Deuxième mot étrange, « cette histoire ». Une histoire, c’est quand il se passe quelque chose. Et donc, en l’occurrence, quelque chose de répréhensible par la loi. Un simple contrôle de routine, même dans un endroit inattendu, n’est pas une histoire. Guéant précise qu’il n’y a eu « aucune procédure » suite à ce contrôle. Alors il n’y a pas eu d’histoire, et encore moins d’histoire mythique au point que l’on en « entende parler » dans tout le ministère. Ou bien avez-vous, Monsieur le Ministre, quelque chose d’autre à ajouter ? Si ce n’est pas le cas, vous auriez dû parler d’un contrôle de routine comme il peut en arriver à tout le monde. Vous vous gardez bien de le faire.

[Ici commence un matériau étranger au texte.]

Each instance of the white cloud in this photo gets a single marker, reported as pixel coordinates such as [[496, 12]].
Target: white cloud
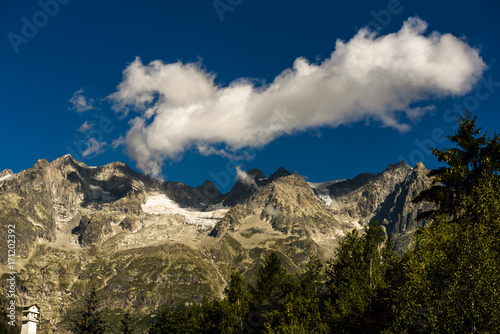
[[80, 103], [94, 148], [246, 179], [86, 126], [368, 77]]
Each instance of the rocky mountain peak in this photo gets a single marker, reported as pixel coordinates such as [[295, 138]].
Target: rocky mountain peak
[[400, 165], [6, 172], [280, 172]]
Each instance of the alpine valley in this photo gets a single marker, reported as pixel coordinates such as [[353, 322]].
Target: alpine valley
[[149, 245]]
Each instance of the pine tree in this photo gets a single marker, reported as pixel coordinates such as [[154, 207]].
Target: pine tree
[[357, 282], [89, 319], [126, 324], [473, 157], [271, 279], [450, 283], [238, 298]]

Enfin, il y a cette superbe locution, « contrôlé au bois de Boulogne ». Un délice de suggestion, de métonymie, d’euphémisme. On pourrait dire « contrôlé en banlieue parisienne ». Mais Guéant sait bien que « contrôlé au bois de Boulogne » va directement être traduit, chez les lecteurs, par « contrôlé en compagnie de prostituées ». Dire le moins pour dire le plus. Et admettons que cela ait été le cas, je repose ma question : était-ce dans les limites de la légalité ? Si oui, en quoi y a-t-il une « histoire » digne d’être évoquée par un ministre de l’Intérieur ? En quoi faut-il aborder le sujet de la « faute » que constitue le fait d’être au bois de Boulogne ?
Guéant en a dit trop, ou pas assez. Un peu comme si Xavier Bertrand glissait, dans un entretien, que tel ou tel dirigeant politique a été vu dans un service de chimiothérapie, sans en dire plus. Et il y a de toute évidence une intentionnalité perverse derrière ces propos que l’on imagine soupesés au gramme près. Entretenir le doute, tout en faisant semblant de disculper sa victime (« aucune procédure »). Chapeau l’artiste ! Les prochains mois s’annoncent mouvementés.